We now enter the for loop and iterate over the list of all edges of `current` (which we retrieve by calling `current.edges`). The for loop skips vertices that are already contained in the accumulator, but right now it doesn't contain any vertices. The first edge of vertex `a` is directed at vertex `b`, thus we recurse with `current` set to `b`, and `acc` set to `List(a)`, because we prepend the existing accumulator with our current vertex (`current +: acc`).

In the chart, this leads to recursive call 1, abbreviated as `1: call(b,(a))` on the first black arrow, which is the equivalent to the code call `dfsFunctional(b, List(a))`.

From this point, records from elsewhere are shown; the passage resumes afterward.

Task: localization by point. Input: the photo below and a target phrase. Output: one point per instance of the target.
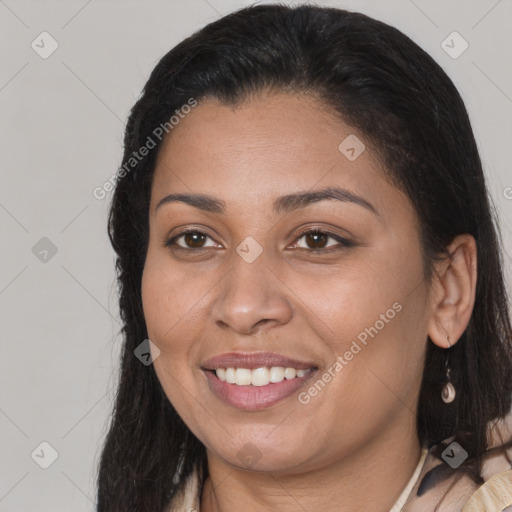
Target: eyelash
(344, 243)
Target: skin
(355, 443)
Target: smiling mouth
(258, 377)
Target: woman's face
(335, 285)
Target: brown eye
(194, 239)
(321, 241)
(316, 239)
(190, 239)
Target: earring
(448, 393)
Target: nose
(252, 298)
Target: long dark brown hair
(379, 82)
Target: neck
(374, 474)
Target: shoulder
(495, 494)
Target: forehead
(268, 144)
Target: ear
(453, 292)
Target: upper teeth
(258, 376)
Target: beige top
(423, 493)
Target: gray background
(61, 130)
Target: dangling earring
(448, 393)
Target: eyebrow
(283, 204)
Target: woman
(303, 232)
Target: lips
(252, 361)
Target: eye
(317, 240)
(191, 238)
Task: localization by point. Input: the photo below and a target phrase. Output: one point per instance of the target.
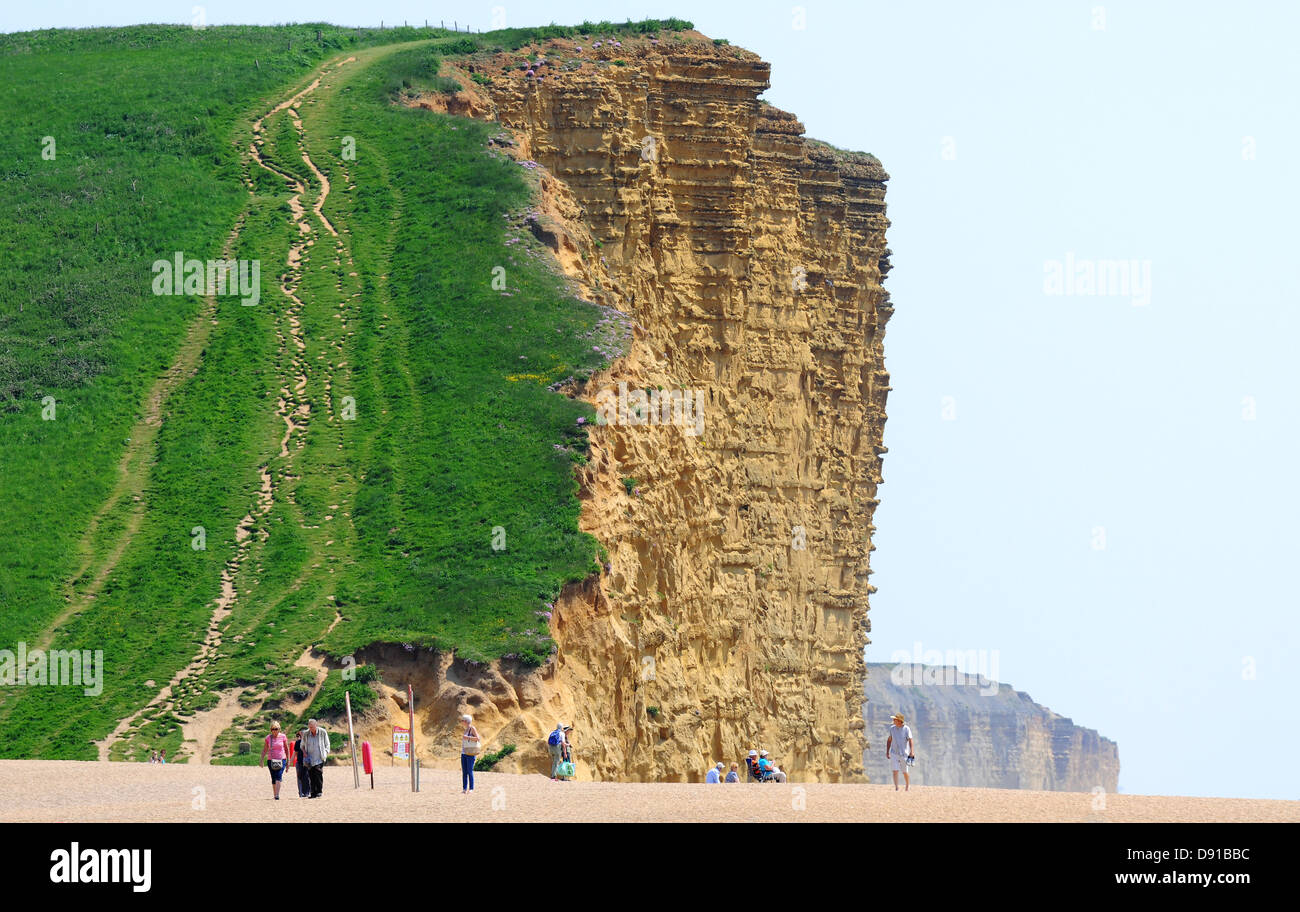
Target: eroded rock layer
(733, 609)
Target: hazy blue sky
(1101, 493)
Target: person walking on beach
(276, 747)
(555, 742)
(315, 752)
(898, 750)
(469, 748)
(304, 781)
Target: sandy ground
(63, 791)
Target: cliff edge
(732, 612)
(982, 733)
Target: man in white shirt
(898, 748)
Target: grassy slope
(445, 447)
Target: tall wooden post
(351, 738)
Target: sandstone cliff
(733, 607)
(970, 733)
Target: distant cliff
(966, 734)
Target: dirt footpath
(59, 791)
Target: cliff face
(733, 609)
(982, 734)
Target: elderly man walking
(315, 752)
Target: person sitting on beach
(555, 743)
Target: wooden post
(351, 738)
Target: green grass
(455, 434)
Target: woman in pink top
(277, 748)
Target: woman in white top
(469, 748)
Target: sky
(1092, 481)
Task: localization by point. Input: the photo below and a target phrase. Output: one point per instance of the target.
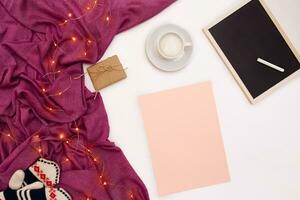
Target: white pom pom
(16, 180)
(33, 186)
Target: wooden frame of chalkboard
(229, 65)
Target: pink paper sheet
(184, 137)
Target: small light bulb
(74, 39)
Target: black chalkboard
(250, 33)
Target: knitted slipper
(43, 173)
(36, 194)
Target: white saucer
(162, 63)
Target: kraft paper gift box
(106, 72)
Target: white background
(262, 141)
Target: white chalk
(270, 65)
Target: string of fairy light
(52, 64)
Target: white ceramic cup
(171, 45)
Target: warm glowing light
(74, 39)
(61, 136)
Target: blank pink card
(184, 137)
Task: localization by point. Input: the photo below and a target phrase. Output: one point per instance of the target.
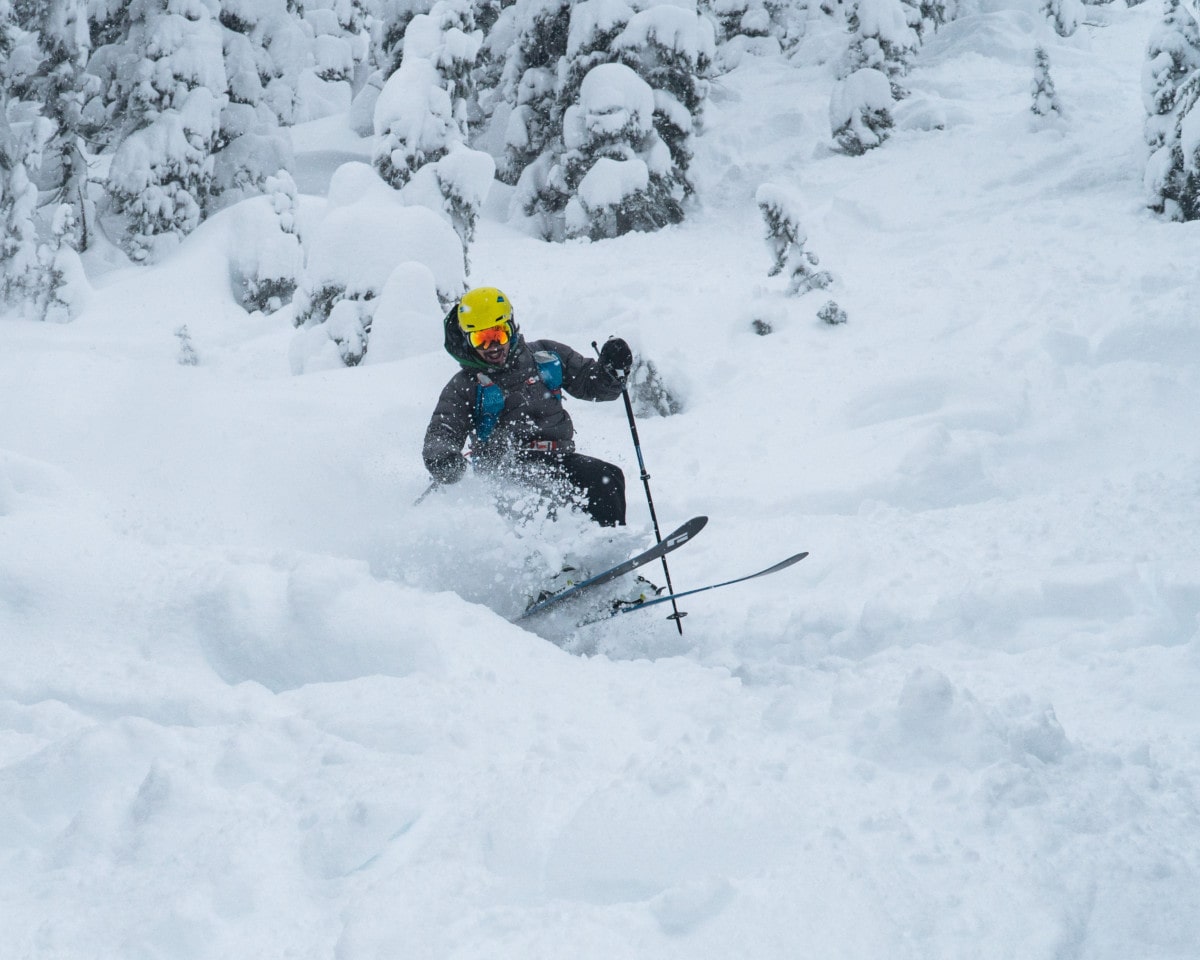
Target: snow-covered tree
(421, 111)
(268, 257)
(745, 18)
(1063, 15)
(455, 186)
(366, 233)
(861, 111)
(529, 84)
(1170, 93)
(882, 40)
(173, 84)
(557, 46)
(1045, 99)
(22, 275)
(671, 48)
(786, 238)
(251, 147)
(63, 88)
(617, 166)
(64, 285)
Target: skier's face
(493, 353)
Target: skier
(508, 400)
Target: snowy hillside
(256, 705)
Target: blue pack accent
(489, 407)
(550, 369)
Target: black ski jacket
(532, 412)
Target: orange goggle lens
(480, 339)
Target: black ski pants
(599, 485)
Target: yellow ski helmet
(484, 307)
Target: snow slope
(255, 705)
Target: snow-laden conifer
(529, 85)
(22, 277)
(367, 232)
(1170, 93)
(63, 88)
(784, 217)
(882, 40)
(268, 257)
(1045, 99)
(670, 47)
(1065, 16)
(421, 111)
(617, 166)
(64, 287)
(172, 84)
(861, 111)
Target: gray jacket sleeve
(451, 421)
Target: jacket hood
(457, 347)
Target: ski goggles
(489, 335)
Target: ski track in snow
(255, 705)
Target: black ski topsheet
(666, 598)
(673, 540)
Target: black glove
(617, 359)
(448, 469)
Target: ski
(666, 598)
(671, 541)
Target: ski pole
(649, 499)
(429, 490)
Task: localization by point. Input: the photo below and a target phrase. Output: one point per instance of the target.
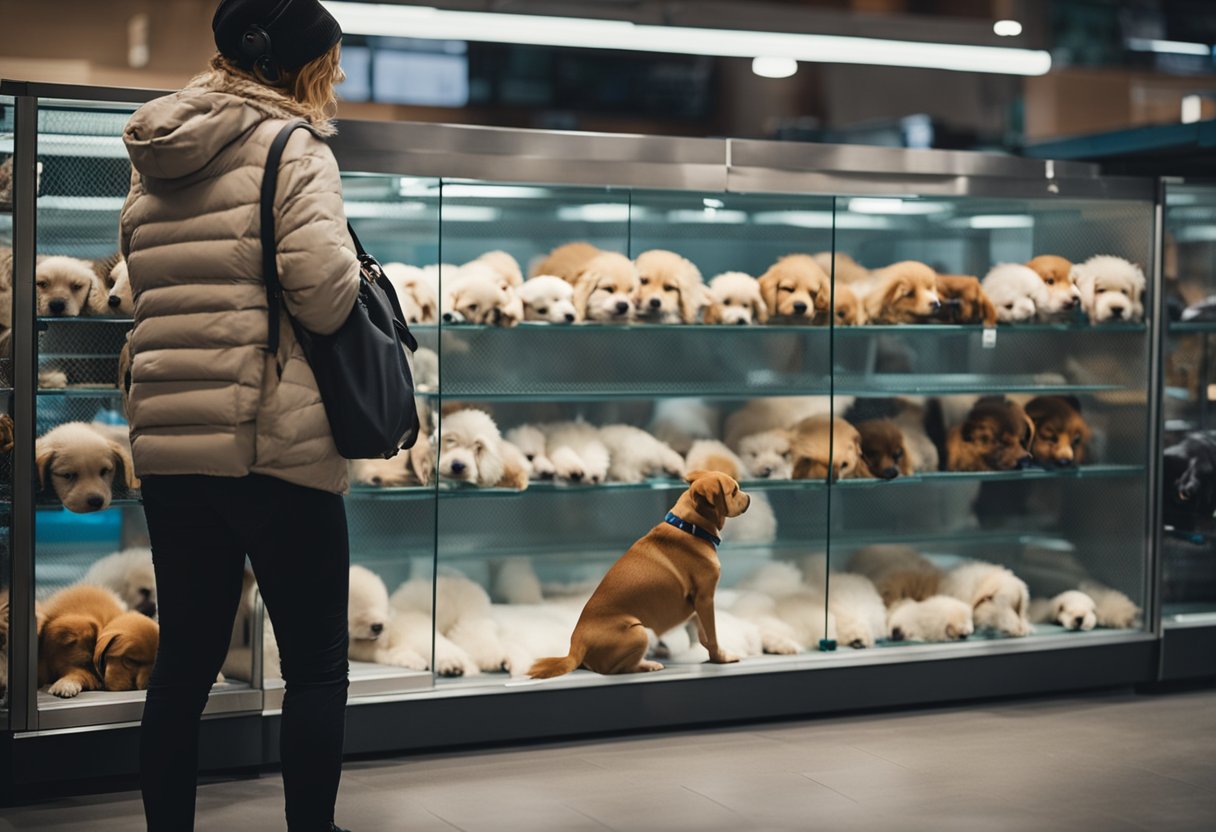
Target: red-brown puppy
(1060, 432)
(662, 580)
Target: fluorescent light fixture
(424, 22)
(773, 67)
(1171, 46)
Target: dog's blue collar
(696, 530)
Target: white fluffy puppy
(1112, 288)
(1015, 291)
(735, 298)
(766, 454)
(936, 618)
(472, 450)
(130, 575)
(547, 298)
(1000, 600)
(636, 455)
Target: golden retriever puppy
(901, 293)
(995, 437)
(472, 450)
(1000, 600)
(566, 262)
(795, 290)
(883, 449)
(125, 652)
(1060, 432)
(68, 287)
(547, 298)
(1062, 294)
(72, 622)
(964, 302)
(823, 448)
(604, 288)
(669, 288)
(79, 464)
(736, 299)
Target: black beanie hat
(300, 31)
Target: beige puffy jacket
(204, 397)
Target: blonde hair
(311, 85)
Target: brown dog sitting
(883, 449)
(1060, 432)
(663, 580)
(995, 437)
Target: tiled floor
(1097, 763)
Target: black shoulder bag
(364, 370)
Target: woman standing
(232, 443)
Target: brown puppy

Vertex `b` doesn't have any edges, and thus, the for loop is not entered. Instead, the call immediately returns with a return value of `List(b)` (abbreviated as `(b)` on the first green arrow). Note how the `.flatten + current` code is not part of the for loop! Instead, it is applied to the Sets yielded by the for loop, and evaluates to a set containing all vertices from recursive calls (if they occur) plus the vertex that is currently handled.

With this we return back to recursion level 0, and because following `b` the next vertex pointed at by an edge from `a` is `c`, we recurse again, which leads to `2: call(c,(a))`, that is, `dfsFunctional` is now called with `c` as the `current` vertex, and the accumulated list of vertices we know about at level 0 is still only `List(a)`.

From `c` we have to recurse again, because `c` points at `e`, which leads to recursion level 2. Here things get a bit more interesting, because `e` points to `f` and `d`, and `d` points back to `c` - that is, the `c -> e -> d -> c` part of the graph creates a loop.

But that's not a problem thanks to our accumulator, as can be seen in call 5 on level 3: Here, we investigate `d`, and would recurse to `c`, but this is prevented because `c` is already in the accumulator.

Each recursion returns a set of the results of further recursions (if any) plus the current vertex, and if you follow thw green arrows, you see how this adds up: calls 4 and 5 on level 3 return `f` and `d`, respectively, which are returned on level 2 together with `e`. These are then joined by `c` on level 1. Level 0 started two recursions, with call 1 resulting in `b` and call 2 resulting in `f, d, e, c`. Because level 0 returns these two sets plus the initial vertex `a`, we end up with a set of all vertices, `b, f, d, e, c, a`.

The recursive approach using `for` works well and doesn't use mutable state, but compared to `dfsMutableRecursive`, it is not as time efficient. For the given incomplex graph, this doesn't show, but for a slightly more complex graph like this one:

it quickly shows: `dfsMutableRecursive` needs to recurse 6 times, while `dfsFunctional` needs to recurse 14 times.

But we can further improve our functional approach. A recursive solution exists that is as efficient as the one using mutable state, where we make use of `foldLeft`. As a bonus, we get rid of the `flatten` call that was necessary in `dfsFunctional`:

``````def dfsFunctionalFold(current: Vertex, acc: Set[Vertex]): Set[Vertex] = {
current.edges.foldLeft(acc) {
(results, next) =>
if (results.contains(next)) results
else dfsFunctionalFold(next, results + current)
} + current
}``````

On the complex graph, this also needs to recurse only 6 times, and is - just as `dfsMutableRecursive` - stable in regards to the number of vertices: For any given 6-vertices graph, the number of recursions is 6, and grows to 13 for a 13-vertices graph, while `dfsFunctional` grows to 30 recursions.